A widget for ranking the attributes and selecting attribute subsets.
- Examples (ExampleTable)
Input data set.
- Reduced Example Table (ExampleTable)
Data set which include described by selected attributes.
- ExampleTable Attributes (ExampleTable)
Data set in where each example corresponds to an attribute from the original set, and the attributes correspond one of the selected attribute evaluation measures.
This widget computes a set of measures for evaluating the quality/usefulness of attributes: ReliefF, information gain, gain ratio and gini index. Besides providing this information, it also allows user to select a subset of attributes or it can automatically select the specified number of best-ranked attributes.
The right-hand side of the widget presents the computed quality of the attributes. The first line shows the attribute name and the second the number of its values (or a “C”, if the attribute is continuous. Remaining columns show different measures of quality.

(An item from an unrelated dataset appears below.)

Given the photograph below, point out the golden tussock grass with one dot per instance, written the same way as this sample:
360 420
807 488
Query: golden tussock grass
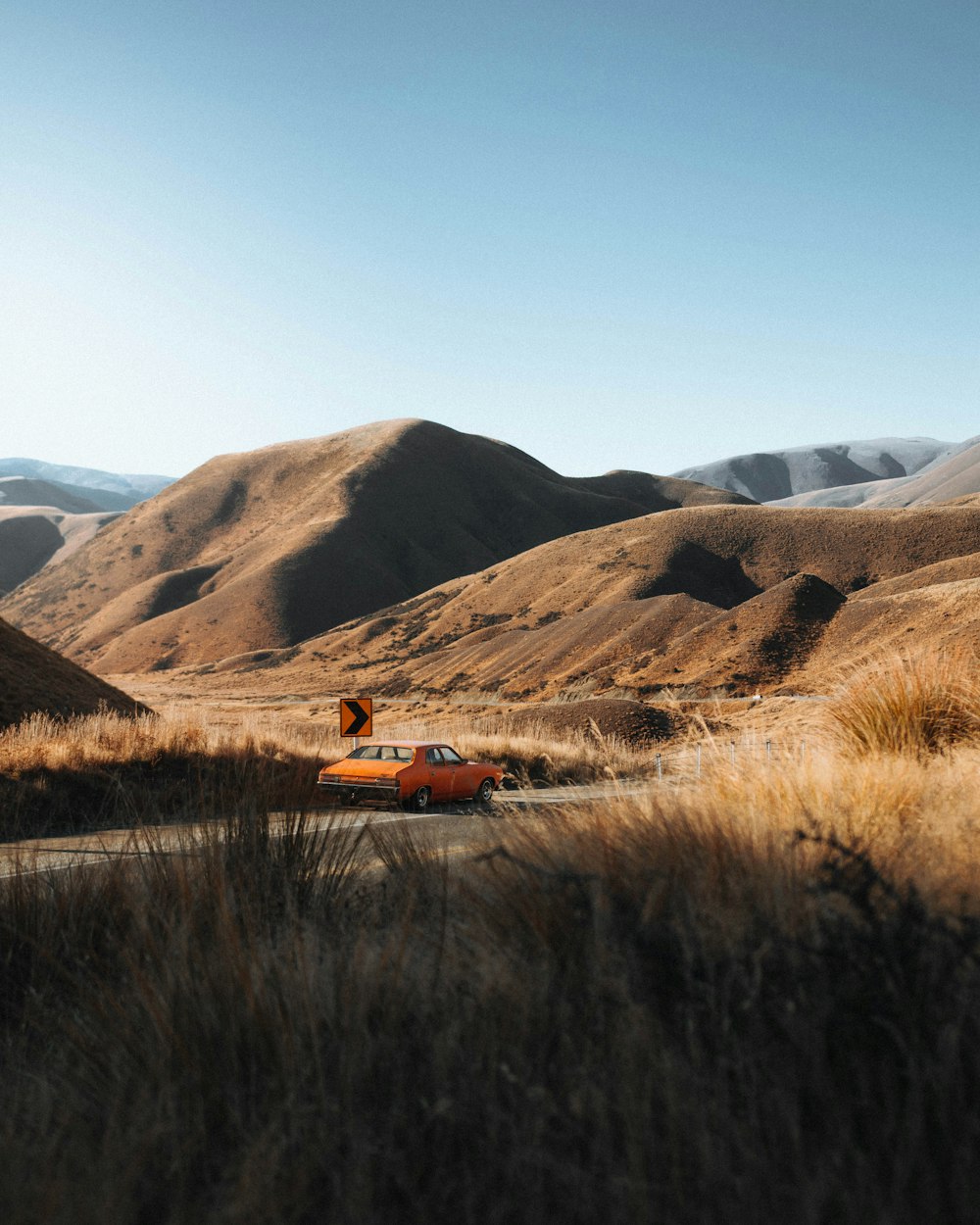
907 705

The user is able to select the measures (s)he wants computed and presented. ReliefF requires setting two arguments: the number of Neighbours taken into account and the number of randomly chosen reference Examples. The former should be higher if there is a lot of noise; the latter generally makes the computation less reliable if set too low, while higher values make it slow.
The order in which the attributes are presented can be set either in the list below the measures or by clicking the table’s column headers. Attributes can also be sorted by a measure not printed in the table.
Measures that cannot handle continuous attributes (impurity measures - information gain, gain ratio and gini index) are run on discretized attributes. For sake of simplicity we always split the continuous attributes in intervals with (approximately) equal number of examples, but the user can set the number of Intervals.
It is also possible to set the number of decimals (No. of decimals) in the print out. Using a number to high may exaggerate the accuracy of the computation; many decimals may only be useful when the computed numbers are really small.
The widget outputs two example tables. The one, whose corresponding signal is named ExampleTable Attributes looks pretty much like the one shown in the Rank widget, except that the second column is split into two columns, one giving the attribute type (D for discrete and C for continuous), and the other giving the number of distinct values if the attribute is discrete and undefined if it’s continuous.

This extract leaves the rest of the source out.